Einen schönen Donnerstagabend.
Unser Planet ist in einem fürchterlichen Zustand. Er hat Fieber, die Bewohner bekämpfen sich selbst bis aufs Blut, wo einst der Regenwald blühte, haben wir Menschen dem Globus eine Glatze rasiert. Er müffelt, ist krank, verwahrlost und covidverseucht, weil sich das Immunsystem krampfhaft gegen jene Schädlinge wehrt, die Giftfabriken bauen, in toxischen Kisten durch die Gegend fahren und Abertausende Tonnen Wiederkäuer essen, die auf den Weiden die Luft kaputtfurzen. Wäre die Erde ein Mensch und würde er Ihnen spätnachts auf der Ottakringer Straße begegnen, Sie würden schnellen Schrittes die Seite wechseln. Wir dürfen uns also nicht wundern, warum Außerirdische einen großen Bogen um unser Sonnensystem machen.

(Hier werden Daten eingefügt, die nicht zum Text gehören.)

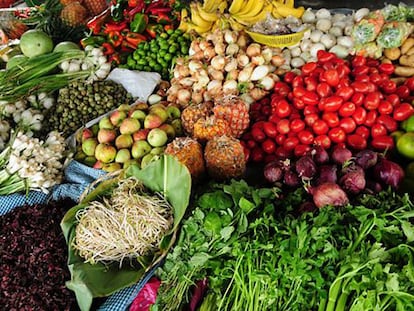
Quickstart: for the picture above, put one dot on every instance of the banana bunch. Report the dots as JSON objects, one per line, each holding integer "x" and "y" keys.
{"x": 204, "y": 16}
{"x": 249, "y": 12}
{"x": 284, "y": 8}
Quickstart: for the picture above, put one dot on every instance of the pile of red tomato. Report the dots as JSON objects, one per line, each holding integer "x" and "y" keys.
{"x": 332, "y": 101}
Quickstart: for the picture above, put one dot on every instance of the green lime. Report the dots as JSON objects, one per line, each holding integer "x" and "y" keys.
{"x": 405, "y": 145}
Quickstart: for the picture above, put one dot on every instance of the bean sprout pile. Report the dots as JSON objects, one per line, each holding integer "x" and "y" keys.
{"x": 129, "y": 224}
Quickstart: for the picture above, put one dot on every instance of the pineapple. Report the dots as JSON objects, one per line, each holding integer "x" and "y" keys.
{"x": 235, "y": 112}
{"x": 192, "y": 113}
{"x": 74, "y": 14}
{"x": 225, "y": 158}
{"x": 210, "y": 127}
{"x": 190, "y": 153}
{"x": 95, "y": 7}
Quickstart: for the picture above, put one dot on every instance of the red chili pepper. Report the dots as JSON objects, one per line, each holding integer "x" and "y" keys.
{"x": 108, "y": 49}
{"x": 96, "y": 23}
{"x": 115, "y": 38}
{"x": 111, "y": 27}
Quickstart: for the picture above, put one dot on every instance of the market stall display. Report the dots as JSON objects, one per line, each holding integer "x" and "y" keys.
{"x": 221, "y": 155}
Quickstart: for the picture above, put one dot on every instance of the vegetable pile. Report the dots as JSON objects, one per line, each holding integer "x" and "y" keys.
{"x": 33, "y": 262}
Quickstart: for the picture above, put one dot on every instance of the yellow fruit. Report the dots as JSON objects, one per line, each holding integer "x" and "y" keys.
{"x": 74, "y": 14}
{"x": 225, "y": 158}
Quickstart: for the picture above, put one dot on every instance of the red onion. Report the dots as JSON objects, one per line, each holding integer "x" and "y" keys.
{"x": 305, "y": 167}
{"x": 327, "y": 173}
{"x": 273, "y": 172}
{"x": 389, "y": 173}
{"x": 329, "y": 194}
{"x": 341, "y": 154}
{"x": 353, "y": 182}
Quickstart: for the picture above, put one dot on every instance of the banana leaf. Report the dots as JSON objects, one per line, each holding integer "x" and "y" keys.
{"x": 166, "y": 176}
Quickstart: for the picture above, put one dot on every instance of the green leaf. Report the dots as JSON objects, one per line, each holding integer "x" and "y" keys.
{"x": 166, "y": 176}
{"x": 408, "y": 230}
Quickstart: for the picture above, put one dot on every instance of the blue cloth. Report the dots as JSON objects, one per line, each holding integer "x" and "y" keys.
{"x": 11, "y": 201}
{"x": 77, "y": 178}
{"x": 121, "y": 300}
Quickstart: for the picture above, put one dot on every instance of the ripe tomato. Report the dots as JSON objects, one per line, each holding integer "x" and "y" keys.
{"x": 347, "y": 109}
{"x": 297, "y": 81}
{"x": 280, "y": 139}
{"x": 301, "y": 150}
{"x": 378, "y": 130}
{"x": 332, "y": 77}
{"x": 311, "y": 118}
{"x": 320, "y": 127}
{"x": 308, "y": 68}
{"x": 403, "y": 92}
{"x": 282, "y": 108}
{"x": 337, "y": 135}
{"x": 283, "y": 126}
{"x": 310, "y": 109}
{"x": 383, "y": 143}
{"x": 362, "y": 131}
{"x": 310, "y": 83}
{"x": 386, "y": 68}
{"x": 333, "y": 103}
{"x": 345, "y": 92}
{"x": 360, "y": 87}
{"x": 256, "y": 154}
{"x": 331, "y": 118}
{"x": 282, "y": 88}
{"x": 258, "y": 134}
{"x": 323, "y": 140}
{"x": 288, "y": 78}
{"x": 371, "y": 118}
{"x": 393, "y": 99}
{"x": 356, "y": 141}
{"x": 410, "y": 83}
{"x": 357, "y": 98}
{"x": 403, "y": 111}
{"x": 270, "y": 129}
{"x": 290, "y": 143}
{"x": 323, "y": 89}
{"x": 268, "y": 146}
{"x": 305, "y": 137}
{"x": 297, "y": 125}
{"x": 282, "y": 153}
{"x": 390, "y": 124}
{"x": 358, "y": 61}
{"x": 310, "y": 98}
{"x": 388, "y": 86}
{"x": 385, "y": 107}
{"x": 360, "y": 115}
{"x": 372, "y": 100}
{"x": 347, "y": 124}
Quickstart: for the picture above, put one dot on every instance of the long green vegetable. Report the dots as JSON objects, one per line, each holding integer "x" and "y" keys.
{"x": 38, "y": 74}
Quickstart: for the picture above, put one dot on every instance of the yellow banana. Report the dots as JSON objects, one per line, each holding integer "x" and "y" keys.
{"x": 254, "y": 11}
{"x": 257, "y": 18}
{"x": 197, "y": 19}
{"x": 247, "y": 7}
{"x": 222, "y": 6}
{"x": 183, "y": 20}
{"x": 236, "y": 6}
{"x": 210, "y": 17}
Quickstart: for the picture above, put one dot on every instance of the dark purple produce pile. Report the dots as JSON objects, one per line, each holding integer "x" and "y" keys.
{"x": 33, "y": 259}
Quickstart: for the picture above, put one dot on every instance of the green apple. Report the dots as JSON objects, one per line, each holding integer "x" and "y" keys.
{"x": 35, "y": 42}
{"x": 157, "y": 137}
{"x": 15, "y": 61}
{"x": 66, "y": 46}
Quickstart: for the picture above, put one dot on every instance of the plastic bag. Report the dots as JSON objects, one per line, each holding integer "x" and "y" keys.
{"x": 147, "y": 296}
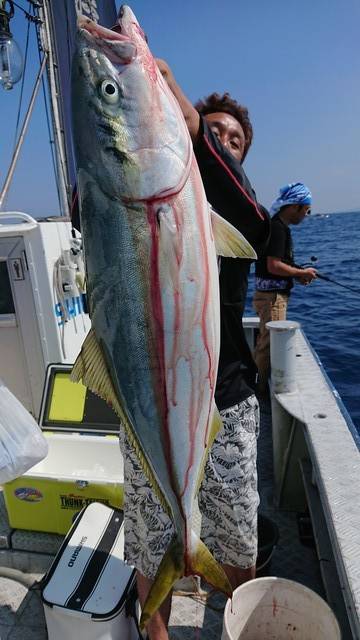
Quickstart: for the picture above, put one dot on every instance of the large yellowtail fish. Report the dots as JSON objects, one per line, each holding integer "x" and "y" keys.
{"x": 152, "y": 277}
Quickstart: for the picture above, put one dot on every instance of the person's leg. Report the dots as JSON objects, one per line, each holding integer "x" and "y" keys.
{"x": 158, "y": 625}
{"x": 147, "y": 533}
{"x": 263, "y": 304}
{"x": 228, "y": 498}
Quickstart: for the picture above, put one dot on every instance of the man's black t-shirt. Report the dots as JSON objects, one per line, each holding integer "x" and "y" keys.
{"x": 230, "y": 193}
{"x": 280, "y": 246}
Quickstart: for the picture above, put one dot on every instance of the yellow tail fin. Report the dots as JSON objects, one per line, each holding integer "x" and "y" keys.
{"x": 172, "y": 567}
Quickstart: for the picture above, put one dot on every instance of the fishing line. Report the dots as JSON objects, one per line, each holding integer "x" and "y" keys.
{"x": 322, "y": 276}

Eine Invasion, um die Ressourcen abzugraben, zahlt sich längst sich mehr aus, wenn, dann sind wir auf unserem Planeten wohl nur noch ein Fall für eine intergalaktische Version von „Nachbar in Not“ oder „Licht ins Dunkel“. Irgendwo nimmt E. T. hoffentlich gerade ein paar Anrufe für uns entgegen. Einigen heimischen ORF-Mitarbeitern wird ja nachgesagt, dass sie außerirdisch schlecht moderieren - hier böte sich die Möglichkeit eines Joint Ventures.

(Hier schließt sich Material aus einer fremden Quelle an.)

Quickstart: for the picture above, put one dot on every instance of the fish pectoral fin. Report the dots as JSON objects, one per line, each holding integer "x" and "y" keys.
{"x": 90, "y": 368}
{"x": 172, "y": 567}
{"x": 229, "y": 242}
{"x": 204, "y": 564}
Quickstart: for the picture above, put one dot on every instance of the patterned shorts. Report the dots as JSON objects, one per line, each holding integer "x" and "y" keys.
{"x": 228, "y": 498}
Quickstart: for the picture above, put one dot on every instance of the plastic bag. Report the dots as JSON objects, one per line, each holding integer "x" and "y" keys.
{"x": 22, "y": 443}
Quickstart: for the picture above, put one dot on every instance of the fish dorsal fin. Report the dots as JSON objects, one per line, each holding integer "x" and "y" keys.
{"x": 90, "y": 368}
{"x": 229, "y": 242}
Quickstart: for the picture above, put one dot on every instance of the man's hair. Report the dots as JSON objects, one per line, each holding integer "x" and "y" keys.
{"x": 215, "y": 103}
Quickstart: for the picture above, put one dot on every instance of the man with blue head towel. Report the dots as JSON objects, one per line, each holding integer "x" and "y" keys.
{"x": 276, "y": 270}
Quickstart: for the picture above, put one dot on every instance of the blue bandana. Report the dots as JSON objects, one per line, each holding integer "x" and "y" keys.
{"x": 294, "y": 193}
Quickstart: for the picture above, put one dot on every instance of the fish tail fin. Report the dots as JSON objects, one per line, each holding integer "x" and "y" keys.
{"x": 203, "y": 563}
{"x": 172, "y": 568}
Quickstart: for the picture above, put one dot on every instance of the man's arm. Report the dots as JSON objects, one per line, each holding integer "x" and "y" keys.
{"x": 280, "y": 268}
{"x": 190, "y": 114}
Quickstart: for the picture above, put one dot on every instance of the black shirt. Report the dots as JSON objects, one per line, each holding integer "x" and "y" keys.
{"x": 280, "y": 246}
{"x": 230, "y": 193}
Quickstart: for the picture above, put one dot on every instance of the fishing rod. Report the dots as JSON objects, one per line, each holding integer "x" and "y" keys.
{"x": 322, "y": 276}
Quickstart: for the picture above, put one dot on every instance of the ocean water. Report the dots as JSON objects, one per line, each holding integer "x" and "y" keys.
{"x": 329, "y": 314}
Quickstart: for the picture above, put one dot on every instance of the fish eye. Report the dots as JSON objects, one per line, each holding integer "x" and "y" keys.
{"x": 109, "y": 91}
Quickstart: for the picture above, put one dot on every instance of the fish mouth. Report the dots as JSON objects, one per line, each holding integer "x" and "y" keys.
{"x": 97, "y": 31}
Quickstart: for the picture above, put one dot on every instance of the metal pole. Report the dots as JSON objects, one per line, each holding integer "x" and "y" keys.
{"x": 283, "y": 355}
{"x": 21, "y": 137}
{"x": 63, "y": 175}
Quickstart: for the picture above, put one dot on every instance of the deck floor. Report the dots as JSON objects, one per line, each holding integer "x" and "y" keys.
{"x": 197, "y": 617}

Sollten Aliens dann doch bei uns vorbeischauen, etwa um den Scheck zu übergeben, ist Wien ein idealer Ort für den ersten Kontakt. Wir haben in der Bundeshauptstadt viele schön zubetonierte Flächen ohne störende Natur für eine Luftbrücke, selbst der Todesstern könnte problemlos in der Seestadt Aspern landen. 2015 hat es leider nicht so geklappt, aber vielleicht sind dieses Mal ein paar Fachkräfte dabei - hoffen wir, dass die Außerirdischen so viele Tentakel wie Tintenfische haben, dann können sie in der Pflege aushelfen. Jedenfalls will Verkehrsministerin Leonore Gewessler (Vertreterin der Erde) verhindern, dass Wien noch mehr zugebaut wird, und begräbt den Lobautunnel. Diese Wortschöpfung habe ich nicht ganz verstanden, weil man dann ja erst recht graben muss, aber sei es drum: Die sechste Donauquerung in dieser Form soll mit allen Mittel verhindert werden. Vielmehr will die Ministerin auf die Öffis setzen. Und da fürchte ich: Die Betroffenen gerade in der Donaustadt sind verloren.

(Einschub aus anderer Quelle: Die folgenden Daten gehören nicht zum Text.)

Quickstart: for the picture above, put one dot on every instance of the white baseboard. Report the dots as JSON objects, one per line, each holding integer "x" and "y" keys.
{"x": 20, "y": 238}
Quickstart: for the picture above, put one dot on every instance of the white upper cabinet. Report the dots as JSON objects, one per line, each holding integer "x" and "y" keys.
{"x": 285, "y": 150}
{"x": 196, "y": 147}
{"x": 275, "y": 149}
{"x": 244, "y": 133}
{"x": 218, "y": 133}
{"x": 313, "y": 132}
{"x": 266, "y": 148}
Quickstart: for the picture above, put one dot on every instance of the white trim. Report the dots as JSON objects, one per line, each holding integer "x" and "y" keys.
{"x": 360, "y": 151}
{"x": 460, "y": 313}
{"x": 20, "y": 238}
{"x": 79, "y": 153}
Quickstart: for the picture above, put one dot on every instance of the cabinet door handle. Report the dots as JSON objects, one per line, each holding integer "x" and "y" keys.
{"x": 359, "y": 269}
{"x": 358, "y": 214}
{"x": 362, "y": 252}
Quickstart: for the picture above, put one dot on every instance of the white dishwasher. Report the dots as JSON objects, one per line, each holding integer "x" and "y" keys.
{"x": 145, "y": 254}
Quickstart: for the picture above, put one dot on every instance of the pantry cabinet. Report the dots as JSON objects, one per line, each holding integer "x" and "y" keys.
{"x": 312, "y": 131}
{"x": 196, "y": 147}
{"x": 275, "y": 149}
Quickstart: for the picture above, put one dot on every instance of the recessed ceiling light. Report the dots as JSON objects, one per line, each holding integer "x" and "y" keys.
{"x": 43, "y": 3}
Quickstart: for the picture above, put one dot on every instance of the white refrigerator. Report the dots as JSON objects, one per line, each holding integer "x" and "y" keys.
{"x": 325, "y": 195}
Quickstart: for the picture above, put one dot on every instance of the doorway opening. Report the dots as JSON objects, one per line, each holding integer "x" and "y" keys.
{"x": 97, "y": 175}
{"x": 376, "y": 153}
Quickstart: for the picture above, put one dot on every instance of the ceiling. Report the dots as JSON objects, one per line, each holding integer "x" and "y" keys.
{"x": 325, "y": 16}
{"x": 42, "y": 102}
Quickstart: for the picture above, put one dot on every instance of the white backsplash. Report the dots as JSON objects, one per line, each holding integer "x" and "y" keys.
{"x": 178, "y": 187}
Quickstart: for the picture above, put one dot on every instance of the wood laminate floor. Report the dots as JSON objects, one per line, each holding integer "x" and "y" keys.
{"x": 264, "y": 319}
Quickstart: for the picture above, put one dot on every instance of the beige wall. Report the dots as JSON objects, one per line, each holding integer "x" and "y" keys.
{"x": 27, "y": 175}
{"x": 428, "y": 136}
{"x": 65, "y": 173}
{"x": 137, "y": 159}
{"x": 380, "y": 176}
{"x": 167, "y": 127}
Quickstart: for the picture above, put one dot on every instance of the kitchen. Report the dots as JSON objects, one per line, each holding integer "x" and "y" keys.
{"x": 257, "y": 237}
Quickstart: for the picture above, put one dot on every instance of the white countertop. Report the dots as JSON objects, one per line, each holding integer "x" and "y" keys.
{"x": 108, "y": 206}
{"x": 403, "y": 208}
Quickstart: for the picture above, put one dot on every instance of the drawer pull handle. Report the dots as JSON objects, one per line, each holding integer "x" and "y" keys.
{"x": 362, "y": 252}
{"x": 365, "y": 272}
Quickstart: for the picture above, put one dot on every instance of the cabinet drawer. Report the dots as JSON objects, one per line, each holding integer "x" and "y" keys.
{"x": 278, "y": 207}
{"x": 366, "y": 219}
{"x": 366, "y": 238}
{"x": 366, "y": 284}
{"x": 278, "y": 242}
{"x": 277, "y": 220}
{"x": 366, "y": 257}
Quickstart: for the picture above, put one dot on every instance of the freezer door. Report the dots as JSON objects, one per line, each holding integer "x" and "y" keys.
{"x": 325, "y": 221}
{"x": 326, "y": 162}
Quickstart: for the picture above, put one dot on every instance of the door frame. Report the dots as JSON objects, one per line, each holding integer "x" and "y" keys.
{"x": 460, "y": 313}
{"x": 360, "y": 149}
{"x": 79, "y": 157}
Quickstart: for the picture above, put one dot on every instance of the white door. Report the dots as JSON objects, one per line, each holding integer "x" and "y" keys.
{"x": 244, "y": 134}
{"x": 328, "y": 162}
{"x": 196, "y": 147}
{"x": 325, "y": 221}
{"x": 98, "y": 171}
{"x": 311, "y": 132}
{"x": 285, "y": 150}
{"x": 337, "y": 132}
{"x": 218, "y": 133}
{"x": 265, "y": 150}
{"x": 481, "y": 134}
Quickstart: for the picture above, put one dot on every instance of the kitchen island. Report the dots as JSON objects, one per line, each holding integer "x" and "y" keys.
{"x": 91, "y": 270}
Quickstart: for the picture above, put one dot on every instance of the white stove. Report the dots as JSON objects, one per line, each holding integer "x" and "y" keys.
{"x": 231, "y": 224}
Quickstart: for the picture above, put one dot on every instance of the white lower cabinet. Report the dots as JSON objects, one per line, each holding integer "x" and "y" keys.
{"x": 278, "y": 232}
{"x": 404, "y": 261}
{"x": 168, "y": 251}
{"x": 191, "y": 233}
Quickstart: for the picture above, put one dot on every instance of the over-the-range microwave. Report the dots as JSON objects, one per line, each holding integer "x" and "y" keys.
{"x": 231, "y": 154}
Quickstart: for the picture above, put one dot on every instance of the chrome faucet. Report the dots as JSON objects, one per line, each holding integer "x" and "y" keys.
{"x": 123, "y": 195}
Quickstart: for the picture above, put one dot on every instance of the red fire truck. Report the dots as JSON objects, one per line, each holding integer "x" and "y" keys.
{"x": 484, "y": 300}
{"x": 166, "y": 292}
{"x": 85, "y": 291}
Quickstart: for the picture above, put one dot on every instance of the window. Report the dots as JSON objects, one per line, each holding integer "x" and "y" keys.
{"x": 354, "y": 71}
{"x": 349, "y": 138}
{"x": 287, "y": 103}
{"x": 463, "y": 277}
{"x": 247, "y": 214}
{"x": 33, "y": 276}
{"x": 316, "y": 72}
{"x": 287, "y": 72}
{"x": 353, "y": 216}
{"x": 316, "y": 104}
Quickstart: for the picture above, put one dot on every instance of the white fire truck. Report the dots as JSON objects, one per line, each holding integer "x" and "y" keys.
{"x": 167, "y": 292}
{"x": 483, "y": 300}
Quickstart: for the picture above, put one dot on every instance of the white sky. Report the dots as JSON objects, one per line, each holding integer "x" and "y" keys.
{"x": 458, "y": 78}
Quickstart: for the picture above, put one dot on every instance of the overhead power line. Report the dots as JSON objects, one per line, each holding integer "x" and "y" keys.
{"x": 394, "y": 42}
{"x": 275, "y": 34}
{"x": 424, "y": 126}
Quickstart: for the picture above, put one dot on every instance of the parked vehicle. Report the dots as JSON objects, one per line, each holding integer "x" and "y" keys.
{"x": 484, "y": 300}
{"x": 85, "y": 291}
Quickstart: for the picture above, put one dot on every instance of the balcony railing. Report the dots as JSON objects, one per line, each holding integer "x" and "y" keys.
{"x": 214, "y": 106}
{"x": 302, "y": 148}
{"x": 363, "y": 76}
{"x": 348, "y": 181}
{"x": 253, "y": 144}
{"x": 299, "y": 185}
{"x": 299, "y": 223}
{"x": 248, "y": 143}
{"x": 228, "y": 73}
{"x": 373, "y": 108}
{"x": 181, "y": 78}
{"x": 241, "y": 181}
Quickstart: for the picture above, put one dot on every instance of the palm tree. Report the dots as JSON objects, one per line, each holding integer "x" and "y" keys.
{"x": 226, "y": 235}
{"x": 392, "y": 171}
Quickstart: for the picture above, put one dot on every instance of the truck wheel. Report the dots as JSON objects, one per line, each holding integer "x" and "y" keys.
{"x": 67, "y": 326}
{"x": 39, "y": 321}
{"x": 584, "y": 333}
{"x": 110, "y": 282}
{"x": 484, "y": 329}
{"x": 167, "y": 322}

Denn der Zustand der Öffentlichen in Wien hat sich der Gesamtlage der Erde angepasst. Ich fahre täglich, wenn sich mir die Gelegenheit dazu bietet, und ich fürchte, Gewessler setzt auf das falsche Pferd - das ich mir übrigens als U-Bahn-Alternative auch schon überlegt habe. Die Garnituren sind viel zu oft hoffnungslos überfüllt, jeden Tag gibt es schadhafte Züge und Ausfälle, die Intervalle wurden offenbar an das Wienbild von Sebastian Kurz adaptiert, in dem bei vielen Familien in der Früh nur noch die Schulkinder aufstehen. In einer Stadt, die in zwei Jahren 1,5 Milliarden Euro an Mindestsicherung ausbezahlt, findet sich kaum jemand, der eine Straßenbahn lenken will. 80 Ausbildungsplätze für Busse und Bims will einfach niemand. Die Wiener Linien müssen nun Pensionisten ins Berufsleben zurückholen, angeblich werden erste Exhumierungen angedacht. Auch Transporte über das Öffinetz stelle ich mir komplex vor: Der Haushaltsgeräteservice in der Donaustadt wird den reparierten Geschirrspüler dann eben mit dem 88B durch die Gegend kutschieren. Die Wiener Stadträtin Ulli Sima ist über den Lobautunnel-Stopp empört, und sie muss es wissen, sie war jahrelang für die Wiener Linien zuständig. Und ja, ich weiß, in Indien und Ägypten sind die Öffis noch schlimmer, aber Chandigarh und Marsa Matruh sind auch nicht die lebenswertesten Städte der Welt. Öffentliche Verkehrsmittel alleine werden das Problem also nicht lösen.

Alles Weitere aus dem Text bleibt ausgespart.